Read write memory barriers起的作用

January 25, 2013 | 1 Minute Read

http://en.wikipedia.org/wiki/MESI_protocol

Memory Barriers

MESI in its naive, straightforward implementaton exhibits two particular low-performance behaviours; firstly, when writing to an invalid cache line, there is a long delay while the line is fetched from another CPU, secondly, moving cache lines to the invalid state is time consuming.

Consequently, CPUs implement store buffers and invalidate queues.

A store bufferis used when writing to an invalid cache line. Since the write will proceed anyway, the CPU issues a read-invalid message (so that it is given the cache line in question and so that all other CPUs invalidate that line) and then pushes the write into the store-buffer, to be executed when the cache line finally arrives. (A CPU will when trying to read cache lines scan its own store buffer, in case it has something ready to write to the cache).
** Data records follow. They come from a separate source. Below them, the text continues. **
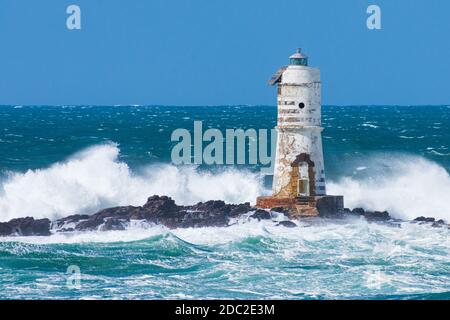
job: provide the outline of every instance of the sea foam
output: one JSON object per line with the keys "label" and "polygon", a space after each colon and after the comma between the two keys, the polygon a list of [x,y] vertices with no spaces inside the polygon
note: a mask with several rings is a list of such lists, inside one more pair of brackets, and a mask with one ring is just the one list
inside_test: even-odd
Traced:
{"label": "sea foam", "polygon": [[[9,172],[0,182],[0,221],[33,216],[60,218],[94,213],[118,205],[142,205],[153,194],[179,204],[224,200],[254,203],[270,193],[262,176],[227,168],[216,172],[194,166],[154,164],[139,170],[119,159],[116,144],[83,150],[49,168]],[[445,168],[422,157],[374,155],[364,161],[362,177],[328,181],[329,194],[344,195],[345,206],[388,210],[414,219],[433,216],[450,221],[450,176]]]}
{"label": "sea foam", "polygon": [[194,166],[155,164],[133,172],[115,144],[83,150],[49,168],[10,172],[0,184],[0,221],[60,218],[118,205],[143,205],[167,195],[179,204],[224,200],[254,202],[266,191],[258,174],[228,168],[211,173]]}
{"label": "sea foam", "polygon": [[365,160],[361,178],[329,182],[330,194],[344,195],[345,205],[387,210],[401,219],[430,216],[450,221],[450,176],[435,162],[411,155],[376,155]]}

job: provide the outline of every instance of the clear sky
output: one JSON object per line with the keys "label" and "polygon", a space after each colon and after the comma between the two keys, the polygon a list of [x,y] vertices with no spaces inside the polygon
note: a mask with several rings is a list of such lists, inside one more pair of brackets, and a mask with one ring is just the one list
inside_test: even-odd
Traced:
{"label": "clear sky", "polygon": [[447,0],[0,0],[0,104],[275,105],[296,47],[324,104],[449,104],[449,39]]}

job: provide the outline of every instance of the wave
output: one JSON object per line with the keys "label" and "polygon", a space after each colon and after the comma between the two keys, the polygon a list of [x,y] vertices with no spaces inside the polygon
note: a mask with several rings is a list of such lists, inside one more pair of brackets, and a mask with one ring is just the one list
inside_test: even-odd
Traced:
{"label": "wave", "polygon": [[0,184],[0,221],[33,216],[60,218],[119,205],[142,205],[168,195],[179,204],[221,199],[254,202],[265,193],[259,174],[228,168],[215,173],[193,166],[155,164],[133,172],[116,144],[83,150],[64,162],[25,173],[9,172]]}
{"label": "wave", "polygon": [[[448,297],[444,228],[408,222],[392,228],[361,219],[299,225],[253,220],[229,228],[0,238],[0,259],[8,261],[0,298]],[[61,272],[74,264],[82,272],[77,290],[61,285]]]}
{"label": "wave", "polygon": [[[215,172],[194,166],[154,164],[139,170],[119,159],[116,144],[83,150],[49,168],[9,172],[0,182],[0,221],[33,216],[56,219],[119,205],[142,205],[153,194],[179,204],[224,200],[254,203],[270,193],[263,177],[246,170]],[[353,176],[328,181],[330,194],[344,195],[349,208],[388,210],[402,219],[433,216],[450,220],[450,176],[422,157],[375,155],[357,164]]]}
{"label": "wave", "polygon": [[410,155],[376,155],[364,161],[363,177],[329,182],[349,208],[387,210],[394,217],[431,216],[450,221],[450,176],[435,162]]}

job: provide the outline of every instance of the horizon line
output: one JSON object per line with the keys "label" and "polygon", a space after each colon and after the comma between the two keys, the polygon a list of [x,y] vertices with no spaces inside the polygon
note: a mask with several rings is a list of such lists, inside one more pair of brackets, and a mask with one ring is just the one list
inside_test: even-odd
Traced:
{"label": "horizon line", "polygon": [[[450,107],[448,104],[323,104],[322,107]],[[205,104],[205,105],[177,105],[177,104],[0,104],[1,107],[171,107],[171,108],[197,108],[197,107],[270,107],[277,105],[269,104]]]}

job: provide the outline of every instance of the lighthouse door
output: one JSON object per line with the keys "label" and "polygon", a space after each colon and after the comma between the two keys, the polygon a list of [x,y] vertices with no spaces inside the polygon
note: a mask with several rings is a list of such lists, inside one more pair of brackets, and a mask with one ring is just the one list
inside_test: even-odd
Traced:
{"label": "lighthouse door", "polygon": [[298,180],[297,193],[300,197],[308,197],[309,196],[309,180],[308,179],[299,179]]}
{"label": "lighthouse door", "polygon": [[298,167],[298,184],[297,184],[297,194],[300,197],[309,196],[309,177],[308,177],[308,164],[303,162]]}

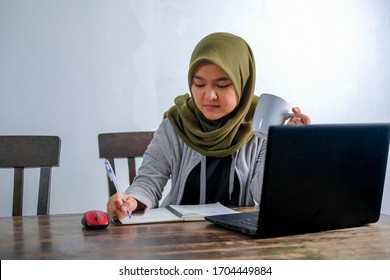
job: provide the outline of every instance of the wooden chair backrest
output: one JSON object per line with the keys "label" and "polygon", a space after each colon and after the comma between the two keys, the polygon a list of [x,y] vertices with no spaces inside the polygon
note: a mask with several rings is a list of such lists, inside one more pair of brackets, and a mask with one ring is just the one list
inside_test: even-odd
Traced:
{"label": "wooden chair backrest", "polygon": [[49,214],[52,167],[59,166],[58,136],[0,136],[0,168],[14,169],[12,216],[23,214],[24,169],[40,168],[37,215]]}
{"label": "wooden chair backrest", "polygon": [[[153,131],[102,133],[98,135],[99,157],[107,159],[115,172],[116,158],[126,158],[129,170],[129,185],[136,175],[135,159],[144,155],[152,141]],[[112,196],[116,193],[114,184],[108,178],[108,191]]]}

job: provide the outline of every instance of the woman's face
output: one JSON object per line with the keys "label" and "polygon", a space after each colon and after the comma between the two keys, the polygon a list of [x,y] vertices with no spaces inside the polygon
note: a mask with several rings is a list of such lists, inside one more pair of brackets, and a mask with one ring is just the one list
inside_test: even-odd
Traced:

Consequently, a CPU can from its point of view have written something, but it isn’t yet in the cache and so other CPUs cannot see this - they cannot scan the store buffer of other CPUs.

With regard to invalidation, CPUs implement invalidate queues, whereby incoming invalidate requests are instantly acknowledged but not in fact acted upon - they instead simply enter an invalidation queue, their processing occurs as soon as possible (but not necessarily instantly). As such a CPU can have in its cache a line which is invalid, but where it doesn’t yet know that line is invalid - the invalidation queue contains the invalidation which hasn’t yet been acted upon. (The invalidation queue is on the other “side” of the cache; the CPU can’t scan it, as it can the store buffer).

As a result, memory barriers are required. A store barrier will flush the store-buffer (ensuring all writes have entered that CPUs cache). A read barrier will flush the invalidation queue (ensuring all writes by other CPUs become visible to the flushing CPU).

So MESI in practise doesn’t quite work - not a problem if you’re single threaded, but definitely a problem if not.